In both of the queries above, the COUNT aggregate function returns 4, the total number of rows that the INSERT statements loaded into foo. Because column nc is an NLS data type, all of the rows satisfy the nc = 'ibm' condition in the WHERE clause, despite variations in letter case among the nc values.

For the following query on the same tables,
SELECT nc FROM foo GROUP BY nc;
the output can be any of the string values from the INSERT statements (namely 'IBM', 'iBM', 'ibm', 'ibM', or 'Ibm'), depending on the order in which the server processes or scans the rows.
The next query on the same table excludes duplicate rows from the result set by including the DISTINCT keyword in the projection clause:
SELECT DISTINCT nc FROM foo;
This returns a single row, because from the NLSCASE INSENSITIVE perspective, all of the rows have the same value, despite the variations in letter case.
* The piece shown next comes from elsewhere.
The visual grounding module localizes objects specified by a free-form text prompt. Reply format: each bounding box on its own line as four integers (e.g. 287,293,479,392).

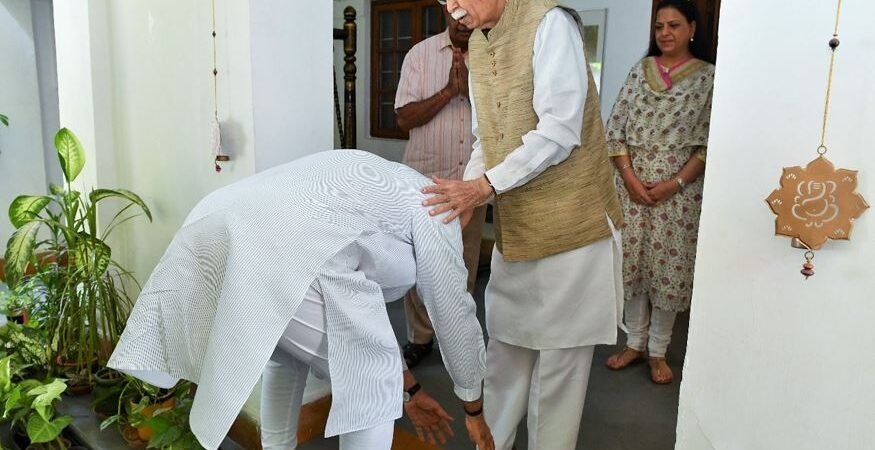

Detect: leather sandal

As in the previous example, the first row retrieved from among the inserted rows will be returned by the query.
The next example includes the DISTINCT keyword as one of the arguments to the COUNT aggregate function:
SELECT COUNT(DISTINCT nc) FROM foo;
This returns a count of 1, again because in this case-insensitive database, all of the rows in table foo evaluate as duplicates.

Restrictions on NLSCASE INSENSITIVE databases

The following restrictions apply to databases that are created with the NLSCASE INSENSITIVE property:
  • They support distributed cross-database and cross-server queries only with databases that also have the NLSCASE INSENSITIVE property.
  • Case-sensitive databases cannot connect to NLSCASE INSENSITIVE databases. Attempts to do so fail with this error:
    -26801 Cannot reference an external database that is not case sensitive.
  • NLSCASE INSENSITIVE databases cannot connect to case-sensitive databases. Attempts to do so fail with this error:
    -26802 Cannot reference an external database that is case sensitive.
    
    The only exception is that the NLSCASE setting does not prevent connections to the case-sensitive system databases, such as sysmaster, sysadmin, sysutils, sysusers, and syscdr, of the same Informix® database server instance. The results of operations that access a system database depends on the NLSCASE setting of the other database.
  • The onload and onunload utilities do not support databases that have the NLSCASE INSENSITIVE property.
  • In an Enterprise Replication cluster, no error or warning is issued if you specify a replication pair in whose databases differ in their NLSCASE property. To reduce the risk of data inconsistencies, replicate case-sensitive databases only with case-sensitive databases. and replicate NLSCASE INSENSITIVE databases only with NLSCASE INSENSITIVE databases.